L’Albinos baissa la tête, le visage blême et le regard vitreux. Ils réalisèrent qu’ils étaient terriblement seuls. Leur peuple venait de se faire massacrer, ainsi que les membres de la Guilde et Noah. Même la Reine n’était plus là pour les guider. Ils étaient livrés à eux-même, comme des orphelins.
Seuls.
Que devaient-ils faire à présent ? Où devaient-ils chercher le troisième Trésor ?
Silence.
— L’Anneau, Lily ! Tu pourrais utiliser l’Anneau pour retrouver le Sablier ! s’écria Kaël, épris d’un soudain regain d’espoir.
Ses yeux s’illuminèrent un bref instant, ce qui revigora Lily comme une piqure d’adrénaline.
— Il fait nuit, je ne peux pas encore l’utiliser. Je dois attendre l’Aurore, dit-elle.
— D’accord. Partons alors. Je ne souhaite pas mourir ici.
Les deux amis retournèrent prestement sur le Vulci avant de s’envoler, quittant pour toujours l’ancienne cité des Elfes en ruine.

Quelques heures plus tard, ils atterrirent au coeur du Bois de l’Aurore, en plein milieu de la nuit, et trouvèrent une grotte. Ils s’y installèrent, allèrent chercher du bois pour faire un feu, et se restaurèrent dans un silence mortuaire.
— Tu… tu crois qu’ils sont sur ta planète ? demanda l’Elfe d’une voix brisée.
Lily inspira vigoureusement et souffla.
— Je crains que oui… J’hésite à retourner sur la Terre pour voir ce qu’il en est, et ce que montrent les infos à la télé. Mais… j’ai… j’ai peur.
— En tout cas, moi, je vais fermer l’oeil, décréta-t-il, accablé. Je souhaiterais dormir et ne jamais me réveiller.
Alliant le geste à la parole, Kaël s’allongea à côté du feu, tourna le dos à Lily et ferma les yeux. La jeune femme sortit la fiole de sa poche, hésita une fraction de seconde, et déposa une goutte sur sa langue.
L’instant d’après, elle s’étala sur le sol et quitta Zénith.

Rue Legendre, Paris.
Mardi 16 octobre 2012.
16h51.

Lily ouvrit les yeux mais restait figée dans le lit. Elle refusait de bouger, se lever, regarder par la fenêtre, allumer la télé et entendre les cris.

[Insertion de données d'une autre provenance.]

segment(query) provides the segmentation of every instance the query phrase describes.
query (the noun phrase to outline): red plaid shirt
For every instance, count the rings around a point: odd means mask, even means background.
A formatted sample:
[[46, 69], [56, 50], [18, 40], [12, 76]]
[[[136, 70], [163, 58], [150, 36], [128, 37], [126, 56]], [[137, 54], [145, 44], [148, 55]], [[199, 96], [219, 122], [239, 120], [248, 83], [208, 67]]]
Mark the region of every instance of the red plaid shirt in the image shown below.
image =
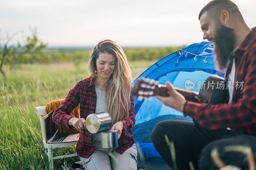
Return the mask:
[[[52, 114], [53, 122], [63, 127], [73, 128], [73, 126], [68, 124], [68, 120], [72, 117], [69, 115], [71, 111], [80, 103], [80, 117], [86, 119], [90, 114], [95, 113], [96, 97], [92, 77], [90, 77], [77, 82]], [[124, 124], [124, 129], [118, 141], [118, 147], [115, 149], [116, 152], [121, 154], [131, 147], [134, 142], [131, 130], [135, 123], [134, 97], [132, 93], [130, 101], [129, 116], [121, 121]], [[81, 157], [88, 158], [94, 150], [92, 143], [92, 134], [86, 129], [81, 130], [76, 148], [77, 155]]]
[[[211, 104], [188, 101], [183, 113], [205, 128], [229, 127], [238, 133], [256, 135], [256, 27], [244, 40], [234, 55], [236, 73], [231, 103]], [[230, 73], [232, 61], [231, 59], [226, 79]], [[236, 82], [243, 81], [243, 88], [236, 88]]]

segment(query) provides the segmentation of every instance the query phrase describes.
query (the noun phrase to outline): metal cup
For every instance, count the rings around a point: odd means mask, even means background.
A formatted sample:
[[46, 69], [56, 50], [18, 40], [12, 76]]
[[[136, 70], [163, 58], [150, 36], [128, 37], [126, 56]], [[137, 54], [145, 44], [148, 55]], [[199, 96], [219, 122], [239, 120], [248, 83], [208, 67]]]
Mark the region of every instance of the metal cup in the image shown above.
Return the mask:
[[111, 128], [112, 118], [107, 112], [101, 111], [88, 115], [85, 124], [86, 128], [91, 133], [106, 132]]
[[109, 131], [101, 133], [101, 147], [103, 149], [111, 149], [118, 147], [117, 131]]

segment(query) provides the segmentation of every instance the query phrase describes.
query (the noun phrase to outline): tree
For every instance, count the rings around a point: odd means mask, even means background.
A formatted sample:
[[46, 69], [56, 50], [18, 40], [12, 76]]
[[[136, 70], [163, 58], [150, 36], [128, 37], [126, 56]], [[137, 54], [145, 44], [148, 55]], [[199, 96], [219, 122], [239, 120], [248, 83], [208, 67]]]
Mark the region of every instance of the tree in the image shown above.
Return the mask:
[[4, 72], [3, 70], [3, 66], [4, 64], [4, 60], [7, 56], [12, 57], [10, 68], [13, 68], [15, 64], [19, 63], [19, 59], [23, 55], [26, 54], [34, 54], [39, 53], [44, 48], [46, 44], [39, 39], [37, 36], [36, 29], [30, 28], [31, 35], [28, 36], [22, 44], [17, 42], [15, 46], [9, 46], [10, 41], [20, 32], [18, 32], [13, 34], [11, 37], [7, 35], [4, 39], [3, 39], [3, 47], [0, 46], [0, 55], [2, 56], [0, 64], [0, 72], [6, 78]]

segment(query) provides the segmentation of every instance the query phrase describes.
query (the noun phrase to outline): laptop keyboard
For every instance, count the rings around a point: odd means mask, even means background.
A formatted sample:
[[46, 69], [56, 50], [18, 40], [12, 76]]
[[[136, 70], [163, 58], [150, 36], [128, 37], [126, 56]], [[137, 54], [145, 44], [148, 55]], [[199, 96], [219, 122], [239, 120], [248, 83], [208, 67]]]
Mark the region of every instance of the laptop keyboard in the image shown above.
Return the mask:
[[62, 142], [69, 134], [68, 133], [57, 133], [51, 142]]

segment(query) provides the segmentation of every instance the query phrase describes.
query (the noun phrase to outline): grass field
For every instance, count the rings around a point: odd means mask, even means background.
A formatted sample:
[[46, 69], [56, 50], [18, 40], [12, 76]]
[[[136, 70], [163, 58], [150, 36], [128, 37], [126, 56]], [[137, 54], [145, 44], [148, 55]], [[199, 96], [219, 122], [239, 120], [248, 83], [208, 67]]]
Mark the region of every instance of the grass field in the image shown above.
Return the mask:
[[[130, 62], [133, 80], [156, 61]], [[7, 78], [0, 75], [0, 169], [49, 169], [35, 108], [64, 98], [76, 82], [89, 76], [87, 65], [85, 62], [21, 64], [12, 71], [4, 67]], [[75, 151], [71, 147], [64, 152]], [[54, 169], [65, 169], [64, 162], [79, 160], [78, 157], [55, 160]]]

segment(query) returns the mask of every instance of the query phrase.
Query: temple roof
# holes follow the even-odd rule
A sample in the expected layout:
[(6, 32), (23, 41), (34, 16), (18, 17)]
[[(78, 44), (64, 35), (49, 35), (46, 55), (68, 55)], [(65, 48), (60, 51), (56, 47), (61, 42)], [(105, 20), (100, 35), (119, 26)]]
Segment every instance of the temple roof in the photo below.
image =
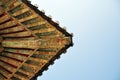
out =
[(72, 34), (27, 0), (0, 0), (0, 80), (35, 80), (73, 46)]

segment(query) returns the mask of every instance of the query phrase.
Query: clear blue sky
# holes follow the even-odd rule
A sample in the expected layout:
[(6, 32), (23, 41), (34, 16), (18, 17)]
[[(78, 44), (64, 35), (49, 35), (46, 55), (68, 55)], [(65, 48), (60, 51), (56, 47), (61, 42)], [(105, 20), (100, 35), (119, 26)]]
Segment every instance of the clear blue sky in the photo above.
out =
[(74, 46), (38, 80), (120, 80), (120, 0), (33, 0), (74, 33)]

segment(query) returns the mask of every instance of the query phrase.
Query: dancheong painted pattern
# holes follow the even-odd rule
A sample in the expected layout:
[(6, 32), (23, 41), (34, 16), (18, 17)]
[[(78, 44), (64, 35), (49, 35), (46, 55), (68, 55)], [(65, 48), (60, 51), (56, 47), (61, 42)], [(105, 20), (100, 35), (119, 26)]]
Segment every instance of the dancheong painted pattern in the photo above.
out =
[(0, 80), (35, 80), (72, 45), (30, 1), (0, 0)]

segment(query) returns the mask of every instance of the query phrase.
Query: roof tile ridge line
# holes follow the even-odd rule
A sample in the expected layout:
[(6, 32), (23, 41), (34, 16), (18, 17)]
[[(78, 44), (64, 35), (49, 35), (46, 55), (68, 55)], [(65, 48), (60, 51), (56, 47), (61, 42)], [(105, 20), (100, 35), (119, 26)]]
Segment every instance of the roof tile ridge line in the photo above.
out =
[(73, 37), (73, 35), (71, 35), (70, 33), (68, 33), (63, 28), (61, 28), (58, 23), (54, 22), (50, 17), (46, 16), (44, 12), (40, 11), (38, 9), (38, 7), (36, 7), (33, 4), (31, 4), (31, 1), (28, 1), (28, 0), (21, 0), (21, 1), (23, 3), (25, 3), (28, 7), (30, 7), (30, 9), (32, 9), (35, 13), (37, 13), (42, 18), (44, 18), (45, 20), (47, 20), (51, 25), (55, 26), (56, 29), (59, 30), (60, 32), (62, 32), (63, 34), (65, 34), (65, 36)]
[[(6, 12), (6, 11), (5, 11)], [(7, 15), (10, 15), (8, 12), (6, 12), (7, 13)], [(11, 15), (10, 15), (11, 16)], [(35, 38), (37, 38), (38, 39), (38, 36), (36, 36), (34, 33), (32, 33), (32, 31), (31, 30), (29, 30), (28, 28), (26, 28), (22, 23), (20, 23), (17, 19), (15, 19), (13, 16), (11, 16), (11, 18), (13, 19), (13, 20), (15, 20), (18, 24), (20, 24), (26, 31), (28, 31), (28, 32), (30, 32)]]

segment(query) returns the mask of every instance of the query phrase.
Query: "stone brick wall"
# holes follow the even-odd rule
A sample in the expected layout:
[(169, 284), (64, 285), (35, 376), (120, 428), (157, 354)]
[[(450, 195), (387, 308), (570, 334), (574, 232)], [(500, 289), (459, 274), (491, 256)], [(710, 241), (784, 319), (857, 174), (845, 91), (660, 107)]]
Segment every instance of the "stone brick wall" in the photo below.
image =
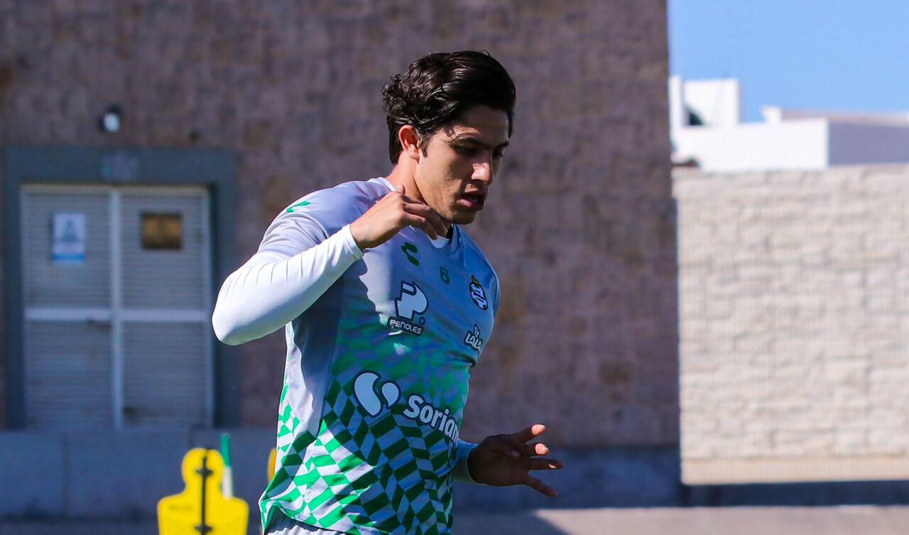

Elle attendait, tendait l’oreille. Elle écoutait les voitures passer dans la rue, les scooters klaxonner, les piétons converser. Son front était brûlant et perlait de sueurs, mais rien d’anormal pour le moment. Il n’y avait aucun signe d’apocalypse. Elle se redressa, attrapa la télécommande sur la table de chevet, et alluma la télévision de sa chambre d’hôtel. Elle alla directement sur la chaîne numéro 15, BFMTV, pour suivre les infos en direct.
Elle prit un oreiller, le serra contre elle, la peur au ventre, et se rongeait les ongles avec frénésie. En bas à droite de l’écran était inscrit en gros titre dans un carré rouge : « L’Invasion ». Les deux présentateurs étaient blêmes et paraissaient dépités. Ils tentaient tant bien que mal de paraître impassibles et de parler sur un ton neutre.
En vain.

« …des hommes déguisés en vampires, morts-vivants et autres créatures aussi invraisemblables les unes que les autres ont commencé à envahir la ville de Versailles en début d’après-midi…
— Ces personnes sont de plusieurs milliers, précisa l’homme.
— Oui, plusieurs milliers, et ils détruisent tout sur leur passage. Les voitures, les habitations…
— Un témoin aurait vu l’un d’eux produire du feu avec ses mains, sans tenir un quelconque objet. C’est vraiment incroyable, tout le monde doit se demander comment cela est possible !
— Il y a des morts, mais leur nombre reste encore indéterminé.
— Ces hommes et ces femmes sont très dangereux et incontrôlables. Vous devez rester chez vous et vous enfermer jusqu’à nouvel ordre. Nous n’avons jamais fait face à ce genre de terrorisme. La situation est hors de contrôle pour le moment mais les autorités font tout ce qu’elles peuvent…
— Ah, attendez, on vient de me dire que le Président Hollande va s’exprimer sur la situation d’une minute à l’autre… »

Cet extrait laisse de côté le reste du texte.